Quote:
Originally Posted by Wood /img/forum/go_quote.gif
Yes indeed this is a great dac with no inherent problems, and nobody means to imply that there are any. But this is a modding thread, and my DC30 has been modded. Indeed near the begining of the tread Teradak advised against the yellow wire mod. That is why we are drilling holes, putting it upside down and even, CrazyTown style, adding fans, as in my case, and in your case Tony, putting the whole dac and psu into its own shiny new box. I don't want to see anybody here discouraged from experimenting because it may damage the products reputation, it won't. We Mod, not because there is something 'wrong' with the original, we just want to fine tune. In fact Bills discovery has improved the dac and it seems Teradak has taken that mod on board now, which is good news for anybody who buys one now, as they won't need to do this specific mod.
As far as I know, nobodys 'moded' DC30 has broken down yet, and thats how I would it to stay.
Mod on!
|
It seems as though the whole reason for my post has been completely lost here. In my past career as an engineer (6 as Chief Engineer) there are always instances of "teachable moments". Whether they are from instances of good work or from mistakes they are all usable to teach something to the group at large. This profits everyone as the errors are reduced and the fixes are passed on as well.
I simply asked people to correctly assess their definition of "hot". The products reputation is just an adjunct to the main thrust of the post. I certainly did not want to imply that I am against modding. It is perfectly obvious that I am not. The intent is to apply knowledge and REASON to the mods. This allows knowledge to spread, not voodoo explanations when none are required. The theory works fine in at least 90% of instances when it comes to (even) audiophile electronics. That is why I asked people to reference the PDF. It also prevents folks from making erroneous conclusions and perhaps messing things up. That is why I explained the Reservoir Mod, so that people would know what the hell it was doing and why it works (or doesn't when not done correctly). That way they can have the knowledge to apply in another instance down the line. Instead of thinking " I remember a power supply mod with caps" they might remember the reason it worked and they will have a better idea as to it's possible applications in the future. It is not just about modding, it is about learning. To me, if one passes on that opportunity, they are passing on one of the really satisfying things in life. Slinging solder without knowing why may get you better sound if you are lucky but relying on knowledge plus experience (yours and others) will net a much better success ratio and more satisfaction. Not only that but you will be much more able to pass on the mods in a rational form if you understand the reason they work.

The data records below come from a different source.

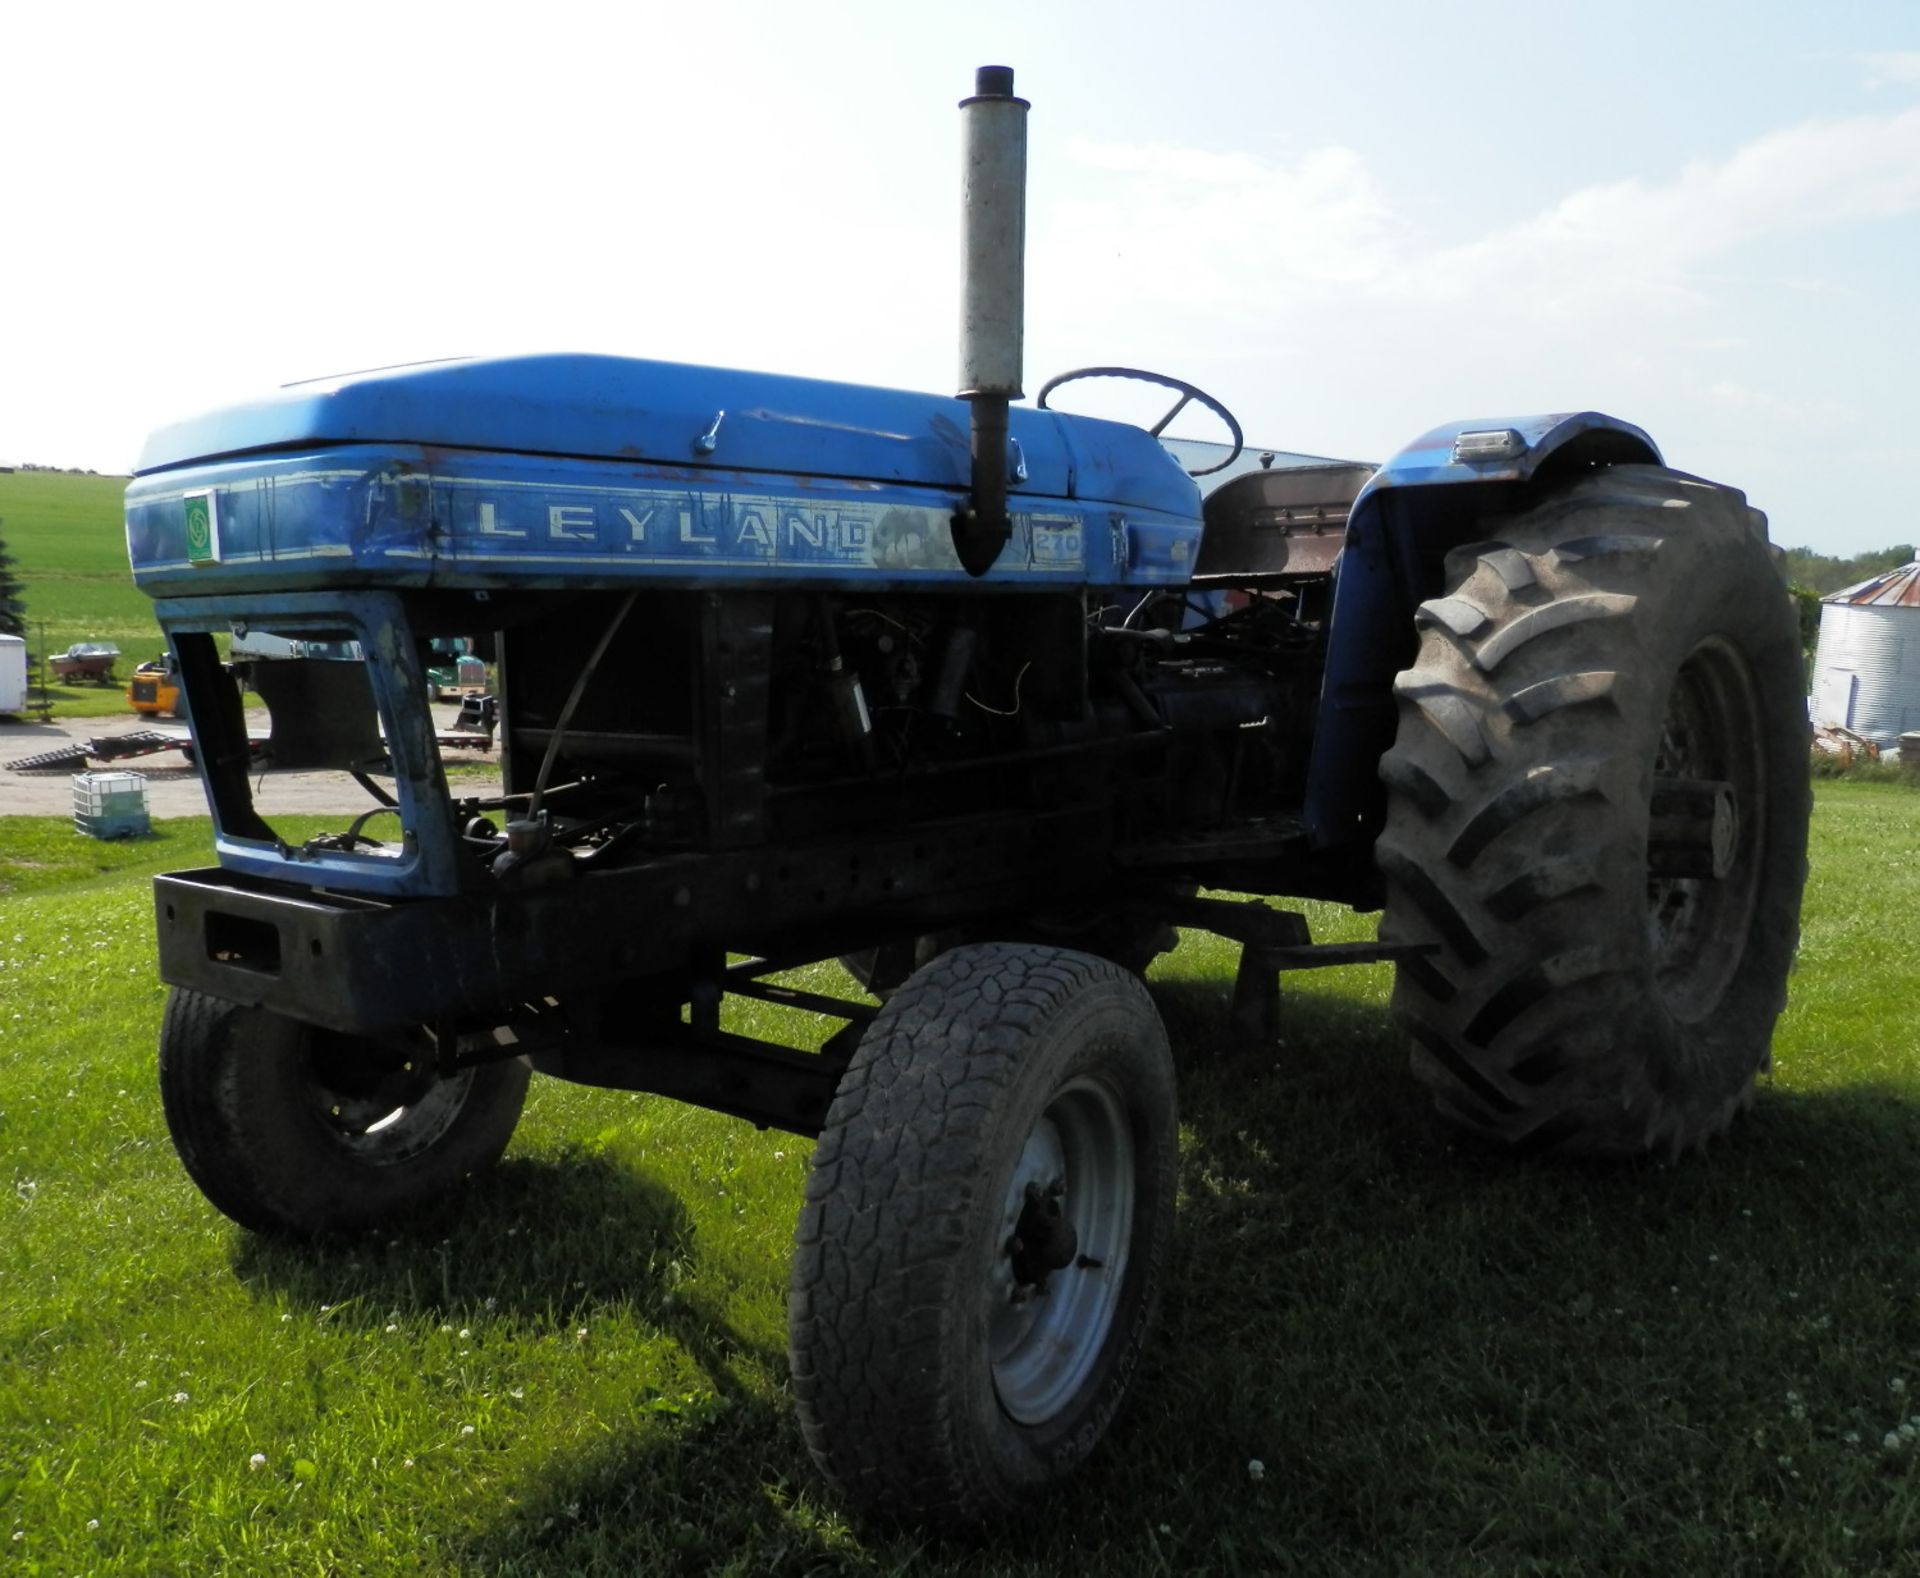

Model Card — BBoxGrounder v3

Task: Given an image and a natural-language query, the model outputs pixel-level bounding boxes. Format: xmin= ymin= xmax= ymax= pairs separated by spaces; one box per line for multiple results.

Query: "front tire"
xmin=789 ymin=944 xmax=1177 ymax=1529
xmin=158 ymin=988 xmax=530 ymax=1235
xmin=1378 ymin=466 xmax=1809 ymax=1158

BTW, putting my unit in a box would if anything REDUCE air flow versus any free standing unit. Also, it is neither shiny or new. It is an old box (3+ years old) and made from wenge wood. Not shiny! As stated in the post where I mentioned it, I put the unit there to accommodate the output caps I use.
Wood, putting a fan on the unit has the following potential downside(s). They put out audible noise. Maybe not a problem if using headphones but even 20db (about average ratings for those muffin fans) can be heard in a quiet room. Also, as I have seen with my own mods, someone may not take the care to use a separate power supply thinking that "hey, I have 5 volts right here!". Now they have electrical noise as well.

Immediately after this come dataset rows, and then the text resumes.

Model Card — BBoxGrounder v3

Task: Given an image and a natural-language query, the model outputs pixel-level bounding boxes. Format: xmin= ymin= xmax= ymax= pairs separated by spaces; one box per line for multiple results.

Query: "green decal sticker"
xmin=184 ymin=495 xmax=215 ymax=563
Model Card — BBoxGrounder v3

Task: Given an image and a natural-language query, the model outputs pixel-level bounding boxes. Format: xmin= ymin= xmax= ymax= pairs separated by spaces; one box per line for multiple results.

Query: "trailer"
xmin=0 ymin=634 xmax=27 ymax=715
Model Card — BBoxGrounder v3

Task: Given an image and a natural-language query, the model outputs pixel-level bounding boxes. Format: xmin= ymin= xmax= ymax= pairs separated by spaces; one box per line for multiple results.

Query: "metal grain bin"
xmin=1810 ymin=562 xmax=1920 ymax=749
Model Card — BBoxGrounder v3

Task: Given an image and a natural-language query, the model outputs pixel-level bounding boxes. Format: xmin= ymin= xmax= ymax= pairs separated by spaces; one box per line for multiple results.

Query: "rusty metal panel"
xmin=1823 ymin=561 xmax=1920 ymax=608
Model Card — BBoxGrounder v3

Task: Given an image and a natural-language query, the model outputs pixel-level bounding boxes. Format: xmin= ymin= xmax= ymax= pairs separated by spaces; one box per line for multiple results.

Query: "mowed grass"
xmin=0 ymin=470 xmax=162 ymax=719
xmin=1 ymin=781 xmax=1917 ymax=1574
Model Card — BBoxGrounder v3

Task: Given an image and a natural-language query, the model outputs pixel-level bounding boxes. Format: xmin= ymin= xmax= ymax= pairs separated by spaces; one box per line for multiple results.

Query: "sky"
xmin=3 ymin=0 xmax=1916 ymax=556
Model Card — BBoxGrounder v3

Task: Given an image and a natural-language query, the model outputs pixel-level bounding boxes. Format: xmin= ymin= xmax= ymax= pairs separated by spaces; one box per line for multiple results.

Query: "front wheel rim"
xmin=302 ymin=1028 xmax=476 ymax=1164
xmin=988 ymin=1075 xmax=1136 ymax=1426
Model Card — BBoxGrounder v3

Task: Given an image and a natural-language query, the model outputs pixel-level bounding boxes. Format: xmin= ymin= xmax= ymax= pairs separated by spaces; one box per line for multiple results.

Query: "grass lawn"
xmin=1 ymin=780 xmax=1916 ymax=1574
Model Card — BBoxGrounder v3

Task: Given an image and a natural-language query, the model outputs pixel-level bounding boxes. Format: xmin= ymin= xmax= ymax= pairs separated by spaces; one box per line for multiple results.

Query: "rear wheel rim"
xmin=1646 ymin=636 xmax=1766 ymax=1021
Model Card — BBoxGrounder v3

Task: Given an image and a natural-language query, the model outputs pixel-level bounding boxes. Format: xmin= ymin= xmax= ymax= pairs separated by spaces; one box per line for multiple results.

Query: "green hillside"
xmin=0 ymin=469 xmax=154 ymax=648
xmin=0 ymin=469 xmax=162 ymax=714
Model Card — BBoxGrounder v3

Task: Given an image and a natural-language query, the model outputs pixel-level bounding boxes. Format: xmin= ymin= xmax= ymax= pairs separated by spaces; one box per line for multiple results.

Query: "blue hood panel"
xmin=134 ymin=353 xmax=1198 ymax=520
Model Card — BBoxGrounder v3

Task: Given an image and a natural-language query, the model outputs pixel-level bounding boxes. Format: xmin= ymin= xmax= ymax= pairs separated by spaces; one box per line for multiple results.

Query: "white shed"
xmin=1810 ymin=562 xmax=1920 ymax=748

I could not see any other holes in your unit other than the one for the fan. Without them there can be only very minimal air flow. If the fan is blowing down then the case becomes pressurized and there is almost no flow. If it is blowing outward, the case pulls a vacuum and the only flow is from leakage around the case edges. The "flow" you may feel is just the air churning. Think of the fan as an air pump (cuz that's is what it is). If you close off the suction of a water pump you won't pump water for long. If you close the discharge, same thing. That's why you need holes somewhere else in the case. Top, bottom, front, or back will do fine. So long as the intake air can freely replace the air inside the case that has picked up heat. Of course, putting the same fan completely outside the unit blowing across the case (heatsink) would accomplish the task even better. The total area of the holes should at least equal the area of the fan to avoid adding more noise.
As far as folks not having things "break down" I disagree.
From the Valab thread:
I got my replacement TDA1543 and put that back in. Still had HUGE amounts of distortion as before though....
After some VERY close looking about I found that the center leg of my LM334 current source was broken. Was very hard to see.
Ordered another one up so hopefully that will sort me out!
It is amazing. I am generally a very careful (OK anal) guy. I have so far managed to rip the legs off one of my TDA1543 DAC's, broke a leg of off my LM334 AND blew the fuse (piece of wire laying on the table).
AND I was REALLY TRYING to be careful!
Appreciate the help from everyone.
Modding is inherently risky even when someone knows what they are doing! My point is; if you are going to take these risks, make sure that you know what the risks are and why you are taking them. Just "doing" something is not a plan! Also, just as important, can you fix any mistakes you make?